I was talking with a lady friend tonight about how certain ideals are ingrained in people that grow up orthodox, and that until these ideals are challenged no one even thinks about it, and this topic came up. I was thinking about how when someone says the words “woman rabbi” I automatically have thoughts of Gloria Steinem and Diane Feinstein types burning their bras in Berkley California and also discount anything or one that has to do with women rabbis.

Now I know a bunch of you are going to dismiss this realization as some liberal hogwash, or some overexposure to JTS or just a plea for attention, but I am now seriously wondering why we orthodox Jews are so quick to judge woman rabbis. I don’t even know if there are any orthodox woman rabbis, but it seems that orthodoxy and having women as rabbis are not that incompatible.

What the heck is a Rabbi anyway?

In some situations, a Rabbi is merely a teacher with a beard who has some certificate on his wall stating that he learned gemara for long hours while his peers were off getting high and going to concerts. Some people may say the Rabbi si only so if they lead a congregation. Then you have those that think the Rabbi si a multifaceted community wide authority whom makes speeches in shul, oversees the local kasharus agency and has awkward conversations about the mikvah with newlyweds.

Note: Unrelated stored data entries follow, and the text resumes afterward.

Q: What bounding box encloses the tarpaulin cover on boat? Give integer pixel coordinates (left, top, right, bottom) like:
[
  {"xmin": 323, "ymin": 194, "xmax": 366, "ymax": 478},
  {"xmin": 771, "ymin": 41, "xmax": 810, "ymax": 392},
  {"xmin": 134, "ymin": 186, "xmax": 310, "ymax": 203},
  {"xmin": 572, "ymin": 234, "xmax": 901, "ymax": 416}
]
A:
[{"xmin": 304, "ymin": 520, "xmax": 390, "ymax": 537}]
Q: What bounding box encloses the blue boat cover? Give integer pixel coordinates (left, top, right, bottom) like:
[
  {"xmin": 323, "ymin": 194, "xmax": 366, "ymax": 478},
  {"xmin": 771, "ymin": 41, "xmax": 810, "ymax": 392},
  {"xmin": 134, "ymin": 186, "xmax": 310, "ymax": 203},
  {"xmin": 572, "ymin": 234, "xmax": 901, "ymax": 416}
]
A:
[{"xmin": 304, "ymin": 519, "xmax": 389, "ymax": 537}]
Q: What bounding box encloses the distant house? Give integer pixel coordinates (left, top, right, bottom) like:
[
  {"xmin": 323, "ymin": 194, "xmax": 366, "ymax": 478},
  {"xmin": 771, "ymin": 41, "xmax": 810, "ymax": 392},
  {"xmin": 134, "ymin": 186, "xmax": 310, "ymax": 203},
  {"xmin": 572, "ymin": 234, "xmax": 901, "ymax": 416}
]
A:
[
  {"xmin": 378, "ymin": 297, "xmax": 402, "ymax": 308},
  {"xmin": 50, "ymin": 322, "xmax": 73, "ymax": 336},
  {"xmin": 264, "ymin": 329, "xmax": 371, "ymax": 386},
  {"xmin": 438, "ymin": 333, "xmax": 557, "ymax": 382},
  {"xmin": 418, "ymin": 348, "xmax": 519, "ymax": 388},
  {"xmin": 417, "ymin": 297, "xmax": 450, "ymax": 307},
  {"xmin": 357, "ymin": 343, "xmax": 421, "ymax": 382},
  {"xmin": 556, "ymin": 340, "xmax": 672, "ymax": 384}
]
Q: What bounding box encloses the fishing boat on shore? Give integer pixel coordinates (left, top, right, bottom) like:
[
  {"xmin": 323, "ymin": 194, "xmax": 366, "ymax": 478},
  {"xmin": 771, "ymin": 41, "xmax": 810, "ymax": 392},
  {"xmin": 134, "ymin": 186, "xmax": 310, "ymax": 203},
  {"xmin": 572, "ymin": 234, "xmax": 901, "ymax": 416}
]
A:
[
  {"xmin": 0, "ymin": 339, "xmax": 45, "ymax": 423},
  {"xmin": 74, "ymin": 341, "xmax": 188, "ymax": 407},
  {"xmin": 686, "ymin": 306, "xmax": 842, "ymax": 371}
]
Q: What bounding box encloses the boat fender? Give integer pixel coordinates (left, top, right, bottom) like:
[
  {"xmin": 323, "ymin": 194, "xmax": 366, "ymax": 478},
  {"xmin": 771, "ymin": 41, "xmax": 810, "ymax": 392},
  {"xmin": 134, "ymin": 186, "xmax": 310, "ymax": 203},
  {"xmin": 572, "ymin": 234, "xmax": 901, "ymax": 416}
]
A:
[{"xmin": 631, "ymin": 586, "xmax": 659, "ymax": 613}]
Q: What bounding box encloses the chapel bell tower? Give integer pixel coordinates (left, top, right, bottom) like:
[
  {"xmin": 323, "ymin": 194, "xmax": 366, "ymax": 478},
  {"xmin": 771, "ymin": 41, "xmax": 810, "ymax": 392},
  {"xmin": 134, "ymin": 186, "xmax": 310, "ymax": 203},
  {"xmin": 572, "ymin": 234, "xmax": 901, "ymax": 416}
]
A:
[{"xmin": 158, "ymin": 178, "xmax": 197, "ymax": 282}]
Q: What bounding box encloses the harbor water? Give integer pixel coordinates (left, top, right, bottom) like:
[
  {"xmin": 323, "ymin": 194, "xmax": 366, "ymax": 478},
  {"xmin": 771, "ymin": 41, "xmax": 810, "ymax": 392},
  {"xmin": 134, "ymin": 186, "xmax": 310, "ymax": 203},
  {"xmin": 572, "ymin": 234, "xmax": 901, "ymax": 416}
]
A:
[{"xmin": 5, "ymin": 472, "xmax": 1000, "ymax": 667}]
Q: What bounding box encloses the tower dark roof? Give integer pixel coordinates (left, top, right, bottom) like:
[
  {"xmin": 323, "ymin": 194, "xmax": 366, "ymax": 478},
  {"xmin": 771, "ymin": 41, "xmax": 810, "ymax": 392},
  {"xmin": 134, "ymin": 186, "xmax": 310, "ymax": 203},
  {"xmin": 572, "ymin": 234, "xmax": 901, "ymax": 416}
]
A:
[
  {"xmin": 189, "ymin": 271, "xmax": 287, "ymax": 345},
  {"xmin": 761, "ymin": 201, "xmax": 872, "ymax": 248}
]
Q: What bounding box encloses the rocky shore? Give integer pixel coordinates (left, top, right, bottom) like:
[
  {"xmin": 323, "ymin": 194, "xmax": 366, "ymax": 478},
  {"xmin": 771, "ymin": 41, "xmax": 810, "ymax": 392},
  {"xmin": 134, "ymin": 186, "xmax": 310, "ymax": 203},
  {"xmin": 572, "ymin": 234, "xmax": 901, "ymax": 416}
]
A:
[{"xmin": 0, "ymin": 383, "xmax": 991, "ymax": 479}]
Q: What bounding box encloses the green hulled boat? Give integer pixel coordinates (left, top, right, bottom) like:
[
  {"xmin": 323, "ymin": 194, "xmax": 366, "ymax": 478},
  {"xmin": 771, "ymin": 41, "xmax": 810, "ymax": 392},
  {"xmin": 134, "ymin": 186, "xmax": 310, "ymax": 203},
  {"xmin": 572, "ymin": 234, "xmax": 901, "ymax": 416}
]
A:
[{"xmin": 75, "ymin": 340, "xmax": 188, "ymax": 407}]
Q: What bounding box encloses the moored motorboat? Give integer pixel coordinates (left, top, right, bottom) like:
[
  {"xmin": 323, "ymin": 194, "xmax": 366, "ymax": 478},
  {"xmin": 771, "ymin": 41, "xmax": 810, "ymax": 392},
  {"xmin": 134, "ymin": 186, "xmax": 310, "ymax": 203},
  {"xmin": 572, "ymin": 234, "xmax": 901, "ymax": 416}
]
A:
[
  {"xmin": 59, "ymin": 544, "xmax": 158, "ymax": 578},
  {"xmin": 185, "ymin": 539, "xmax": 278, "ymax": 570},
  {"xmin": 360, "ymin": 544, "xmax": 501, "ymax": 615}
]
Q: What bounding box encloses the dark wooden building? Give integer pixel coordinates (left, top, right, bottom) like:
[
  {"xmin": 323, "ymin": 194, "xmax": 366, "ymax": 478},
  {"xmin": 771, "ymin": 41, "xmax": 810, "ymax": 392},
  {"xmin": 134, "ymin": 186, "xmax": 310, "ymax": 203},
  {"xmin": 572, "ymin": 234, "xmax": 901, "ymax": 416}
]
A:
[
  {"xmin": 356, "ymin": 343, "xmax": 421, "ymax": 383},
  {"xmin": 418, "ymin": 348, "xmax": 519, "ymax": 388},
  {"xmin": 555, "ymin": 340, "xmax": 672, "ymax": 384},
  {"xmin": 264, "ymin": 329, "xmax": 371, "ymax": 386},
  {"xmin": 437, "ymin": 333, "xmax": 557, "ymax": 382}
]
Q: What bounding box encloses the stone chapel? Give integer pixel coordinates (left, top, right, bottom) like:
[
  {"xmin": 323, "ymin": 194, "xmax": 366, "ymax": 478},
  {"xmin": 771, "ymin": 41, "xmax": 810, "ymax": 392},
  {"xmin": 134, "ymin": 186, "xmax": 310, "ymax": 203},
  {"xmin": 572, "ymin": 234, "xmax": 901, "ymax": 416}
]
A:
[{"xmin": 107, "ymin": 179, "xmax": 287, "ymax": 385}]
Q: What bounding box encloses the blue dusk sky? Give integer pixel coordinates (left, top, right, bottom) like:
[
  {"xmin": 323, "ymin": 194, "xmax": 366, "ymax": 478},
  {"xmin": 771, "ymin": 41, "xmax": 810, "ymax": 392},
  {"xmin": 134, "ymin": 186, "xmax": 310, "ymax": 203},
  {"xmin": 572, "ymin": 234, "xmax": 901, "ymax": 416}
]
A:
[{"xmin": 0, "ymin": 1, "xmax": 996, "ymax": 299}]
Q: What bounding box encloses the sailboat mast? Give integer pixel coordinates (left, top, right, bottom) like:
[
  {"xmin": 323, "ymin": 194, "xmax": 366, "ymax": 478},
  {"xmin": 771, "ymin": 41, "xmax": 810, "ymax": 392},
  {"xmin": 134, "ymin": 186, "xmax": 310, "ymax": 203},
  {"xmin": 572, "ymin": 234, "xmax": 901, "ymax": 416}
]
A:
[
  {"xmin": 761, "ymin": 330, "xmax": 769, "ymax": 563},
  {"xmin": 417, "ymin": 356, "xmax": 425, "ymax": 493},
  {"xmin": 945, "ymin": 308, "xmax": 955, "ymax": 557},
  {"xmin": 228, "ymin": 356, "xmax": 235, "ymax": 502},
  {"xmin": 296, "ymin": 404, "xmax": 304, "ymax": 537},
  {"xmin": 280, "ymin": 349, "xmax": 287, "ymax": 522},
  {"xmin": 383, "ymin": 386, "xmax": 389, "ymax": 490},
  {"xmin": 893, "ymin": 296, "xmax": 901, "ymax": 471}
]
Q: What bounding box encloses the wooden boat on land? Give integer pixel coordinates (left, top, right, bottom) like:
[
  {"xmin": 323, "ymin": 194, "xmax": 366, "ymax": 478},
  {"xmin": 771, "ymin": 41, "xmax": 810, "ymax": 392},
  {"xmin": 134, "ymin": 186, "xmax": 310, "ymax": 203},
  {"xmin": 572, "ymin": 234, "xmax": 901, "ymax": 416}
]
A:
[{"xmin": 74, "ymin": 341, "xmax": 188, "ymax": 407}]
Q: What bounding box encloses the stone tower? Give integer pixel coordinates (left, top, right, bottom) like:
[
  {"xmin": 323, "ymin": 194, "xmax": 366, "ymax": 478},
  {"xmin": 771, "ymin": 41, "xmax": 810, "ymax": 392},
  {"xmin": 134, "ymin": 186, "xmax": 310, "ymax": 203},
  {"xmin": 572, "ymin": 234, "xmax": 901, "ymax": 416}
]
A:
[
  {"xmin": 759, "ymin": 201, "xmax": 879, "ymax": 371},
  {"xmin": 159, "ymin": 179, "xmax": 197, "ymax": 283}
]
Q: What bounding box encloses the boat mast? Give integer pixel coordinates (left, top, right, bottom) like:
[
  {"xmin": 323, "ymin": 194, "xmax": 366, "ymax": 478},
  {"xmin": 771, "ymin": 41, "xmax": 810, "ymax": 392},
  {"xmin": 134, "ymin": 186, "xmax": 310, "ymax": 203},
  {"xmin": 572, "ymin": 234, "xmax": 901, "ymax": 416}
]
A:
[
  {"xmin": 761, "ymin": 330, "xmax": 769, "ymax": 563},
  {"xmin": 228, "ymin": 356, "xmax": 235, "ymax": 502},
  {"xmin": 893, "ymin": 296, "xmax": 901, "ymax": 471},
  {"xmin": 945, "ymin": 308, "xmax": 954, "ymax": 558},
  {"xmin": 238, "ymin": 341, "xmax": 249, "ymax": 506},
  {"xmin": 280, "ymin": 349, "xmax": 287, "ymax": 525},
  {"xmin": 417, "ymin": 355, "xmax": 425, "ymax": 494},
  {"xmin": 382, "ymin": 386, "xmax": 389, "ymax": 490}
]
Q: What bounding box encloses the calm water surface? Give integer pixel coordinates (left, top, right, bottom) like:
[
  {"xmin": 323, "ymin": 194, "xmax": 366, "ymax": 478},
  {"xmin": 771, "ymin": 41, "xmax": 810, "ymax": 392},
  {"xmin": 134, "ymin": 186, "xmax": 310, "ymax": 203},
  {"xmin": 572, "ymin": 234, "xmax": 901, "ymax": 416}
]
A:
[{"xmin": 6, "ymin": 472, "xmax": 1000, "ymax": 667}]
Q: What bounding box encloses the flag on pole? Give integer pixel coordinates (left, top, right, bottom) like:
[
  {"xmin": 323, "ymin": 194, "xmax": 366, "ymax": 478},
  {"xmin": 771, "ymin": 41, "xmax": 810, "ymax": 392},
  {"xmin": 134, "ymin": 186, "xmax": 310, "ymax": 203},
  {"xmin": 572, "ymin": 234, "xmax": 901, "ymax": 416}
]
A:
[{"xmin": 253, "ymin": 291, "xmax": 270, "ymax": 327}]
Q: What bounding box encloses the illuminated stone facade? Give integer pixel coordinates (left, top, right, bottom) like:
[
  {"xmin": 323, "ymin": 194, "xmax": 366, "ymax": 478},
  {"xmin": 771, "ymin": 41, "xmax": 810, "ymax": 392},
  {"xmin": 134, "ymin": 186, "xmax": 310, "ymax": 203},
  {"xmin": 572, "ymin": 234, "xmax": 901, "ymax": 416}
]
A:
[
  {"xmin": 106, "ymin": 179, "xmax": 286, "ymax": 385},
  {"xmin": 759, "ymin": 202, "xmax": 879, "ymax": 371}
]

So besides for leading the congregation in prayer or laining what is the problem? You may say its untznius for a women to get up in front of the shul- but maybe we can profile orthodox women who wish to become rabbis by their looks. If they are all ugly we men will have no issues. But then again what happens when the Rabbi who is like a Capitan of a ship decides to take control of her crew and demand davening and laining privildges- what then? Mutiny?

I see how it can all go awry, so I guess until the women of orthodoxy go on a sex strike to demand entry into orthodox smicha programs- we probably wont have any women rabbis. Which is just as well, because women never seem to be able to deliver dvar torahs or community politics speeches with the same fiery mussar ladden fervor as men.

Thoughts to ponder if it did happen?

Would the rabbi be called a rabbi still or is she a rabbnit or rabbanis?

What would all those men who daven in the women’s section of shuls when women aren’t there do?

Who would make kiddush?

Who would lead hoshanos- surely all that butt bumping and lulav poking is untznius?

Who would sing and lead hakafos?

Who would shake peoples hands for random yasher koachs?

What do we call the husband? Rebetz?

What side of the mechitza would the rabbi speak from?

What would happen in those shuls without women’s sections?

How would the Rabbi speak in shuls where the women sit in a balcony?

I am sure there are issues to take into consideration, maybe you have some to offer.